1 Places Dataset
7M images, 476 place categories.2 Density and Diversity
[Density] A good datase should have a high degree of data concentration. Given two databases A and B, let a 1 be a random image from set A and b 1 from set B. Let us take their respective nearest neighbors (computed by Gist descriptor) in each set, a 2 from A and b 2 from B. If A is denser than B, then it would be more likely that a 1 and a 2 are closer to each other than b 1 and b 2 .
[Diversity] A good datase should also have a high variability of appearances and viewpoints. If set A is more diverse than set B, then two random images from set B are more likely to be visually similar than two random samples from A.

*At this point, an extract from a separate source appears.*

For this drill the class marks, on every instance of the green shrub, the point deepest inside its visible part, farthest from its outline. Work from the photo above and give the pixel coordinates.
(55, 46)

Places dataset has similar density with ImageNet, but Places is more diverse.
4 Visualization of the Deep Features
Use AlexNet to train on ImageNet and Places, separately. The activations of each layer can be seen in Fig.
[CONV1 Visualization] Directly visualized the conv1 filters.
• Both network capture the oriented edges and opponent colors.
[Higher Layer Units Visualization] Forward pass the test images. Then for each unit, sort all these images based on the activation response. Finally average the top 100 images with the largest responses for each unit as a kind of visualization.
• Units in ImageNet-CNN look like object-blobs.
• Units in Places-CNN look like landscapes with more spatial structures.
5 Experiments
The Places-CNN feature shows impressive performance on scene classification benchmarks, outperforming the current state-of-the-art methods. On the other hand, the ImageNet-CNN feature shows better performance on object-related databases.
Additionally, we train a Hybrid-CNN, by combining the training set of Places-CNN and training set of ImageNet-CNN. Combining the two datasets yields an additional increase in performance for a few benchmarks, but not all of them.